Change is hard. I’m more aware than ever today with slightly over 4 months before my guys age out of school and into adult services. But I’m celebrating if only for a moment an emerging skill – the ability to open AND CLOSE the basement door as they complete the full chain of school bus entry – get your backpack, put on your coat, open THEN CLOSE the door, and press the garage door opener button.

We’re 2 for 2 today. Baby steps toward the future. Progress measured by any size yardstick is progress all the same.

As I ready them to march out a lot of doors, I want to make this transition thorough – safe – and done right. The adult services world is less daunting right now than all the other stuff, the really scary stuff, like not living with Mommy and having me let go (yikes!) of all those important to me items like flossed teeth and cleanliness. On the one hand, their lives won’t change all that much. Hopefully if funding allows a school bus-looking vehicle will still arrive, transport them somewhere outside the home that’s safe and structured, and occupy them for 6 hours, hopefully meaningfully.
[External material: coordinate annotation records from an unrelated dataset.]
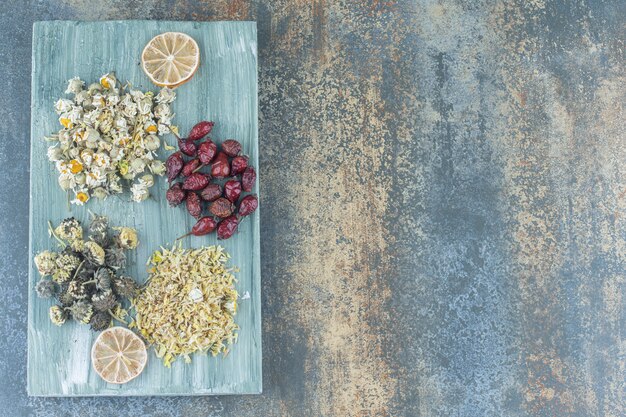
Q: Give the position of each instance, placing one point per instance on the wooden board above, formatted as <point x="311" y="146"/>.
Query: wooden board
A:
<point x="224" y="90"/>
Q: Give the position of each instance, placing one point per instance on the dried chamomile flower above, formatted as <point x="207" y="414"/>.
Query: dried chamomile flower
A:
<point x="81" y="311"/>
<point x="45" y="288"/>
<point x="69" y="229"/>
<point x="45" y="262"/>
<point x="109" y="132"/>
<point x="127" y="237"/>
<point x="61" y="275"/>
<point x="77" y="290"/>
<point x="58" y="315"/>
<point x="100" y="320"/>
<point x="77" y="245"/>
<point x="125" y="286"/>
<point x="104" y="300"/>
<point x="67" y="262"/>
<point x="94" y="253"/>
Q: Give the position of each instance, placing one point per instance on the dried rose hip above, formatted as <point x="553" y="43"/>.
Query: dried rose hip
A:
<point x="221" y="208"/>
<point x="248" y="178"/>
<point x="200" y="130"/>
<point x="204" y="226"/>
<point x="232" y="190"/>
<point x="193" y="205"/>
<point x="187" y="147"/>
<point x="196" y="182"/>
<point x="231" y="147"/>
<point x="227" y="227"/>
<point x="175" y="195"/>
<point x="248" y="205"/>
<point x="238" y="165"/>
<point x="220" y="167"/>
<point x="207" y="151"/>
<point x="190" y="167"/>
<point x="211" y="192"/>
<point x="173" y="165"/>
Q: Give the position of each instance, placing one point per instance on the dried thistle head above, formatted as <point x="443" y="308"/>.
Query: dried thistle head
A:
<point x="69" y="229"/>
<point x="67" y="262"/>
<point x="115" y="257"/>
<point x="103" y="278"/>
<point x="45" y="288"/>
<point x="98" y="229"/>
<point x="94" y="253"/>
<point x="45" y="262"/>
<point x="81" y="311"/>
<point x="125" y="286"/>
<point x="64" y="296"/>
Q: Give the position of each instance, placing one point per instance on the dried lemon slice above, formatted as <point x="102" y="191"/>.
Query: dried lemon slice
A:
<point x="170" y="59"/>
<point x="118" y="355"/>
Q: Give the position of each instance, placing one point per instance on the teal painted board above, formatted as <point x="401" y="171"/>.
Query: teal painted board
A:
<point x="224" y="90"/>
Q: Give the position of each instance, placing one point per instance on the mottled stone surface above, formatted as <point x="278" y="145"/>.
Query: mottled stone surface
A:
<point x="444" y="207"/>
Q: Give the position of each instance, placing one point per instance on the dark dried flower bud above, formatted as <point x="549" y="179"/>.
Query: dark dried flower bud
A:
<point x="81" y="311"/>
<point x="115" y="257"/>
<point x="98" y="229"/>
<point x="104" y="300"/>
<point x="45" y="288"/>
<point x="125" y="286"/>
<point x="65" y="297"/>
<point x="103" y="277"/>
<point x="69" y="229"/>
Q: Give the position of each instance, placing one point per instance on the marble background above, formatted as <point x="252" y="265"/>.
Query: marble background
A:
<point x="443" y="207"/>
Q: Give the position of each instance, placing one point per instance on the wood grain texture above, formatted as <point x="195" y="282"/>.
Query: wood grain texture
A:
<point x="223" y="90"/>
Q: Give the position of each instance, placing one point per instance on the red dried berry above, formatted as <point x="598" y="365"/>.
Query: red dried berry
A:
<point x="175" y="195"/>
<point x="204" y="226"/>
<point x="232" y="190"/>
<point x="207" y="151"/>
<point x="220" y="167"/>
<point x="200" y="130"/>
<point x="187" y="147"/>
<point x="190" y="167"/>
<point x="248" y="179"/>
<point x="196" y="181"/>
<point x="221" y="208"/>
<point x="211" y="192"/>
<point x="238" y="165"/>
<point x="227" y="227"/>
<point x="248" y="205"/>
<point x="193" y="205"/>
<point x="173" y="165"/>
<point x="231" y="147"/>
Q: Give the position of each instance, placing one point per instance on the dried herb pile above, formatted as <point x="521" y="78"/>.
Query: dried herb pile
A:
<point x="83" y="275"/>
<point x="188" y="304"/>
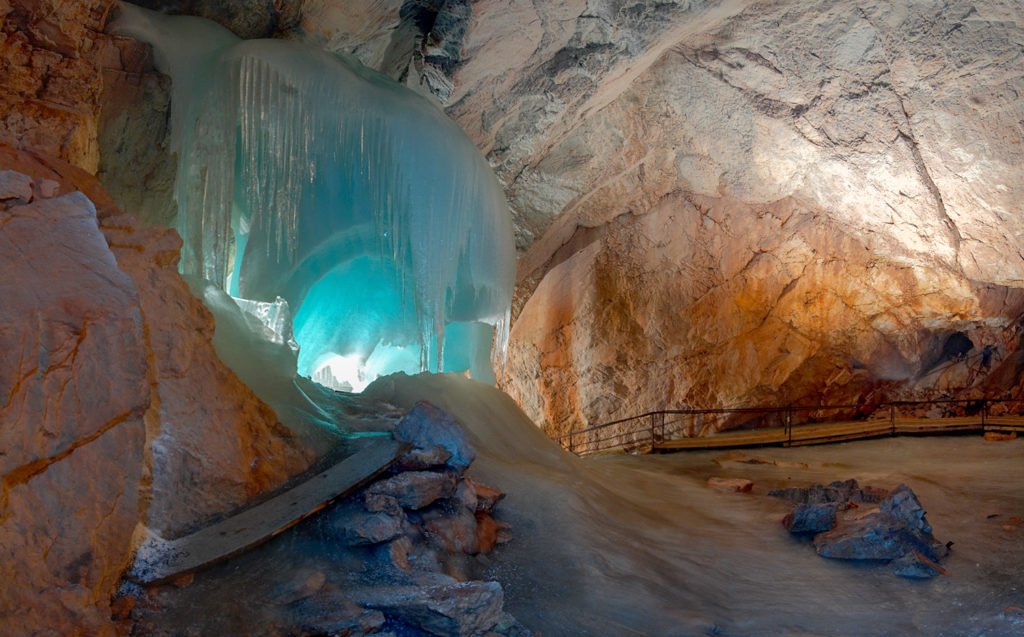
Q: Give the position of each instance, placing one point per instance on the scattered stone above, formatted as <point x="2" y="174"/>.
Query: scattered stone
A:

On the other hand – they will not be eligible for a lot of the things we enjoy now, as sanity-savers for me if no one else. Like care support after school and occasional respite. I’m sure there will be plenty of other fights too for health care supports we also now enjoy that may go.

Just beforehand I went for a walk with a dear friend. We ended up somewhere new, an open field with a path cut across a field and over a gently arching footbridge, leading up a sun-drenched hillside dotted by red and yellow and orange trees that cried “I’m happy!” from every branch. “Don’t you just love an open path?” she said.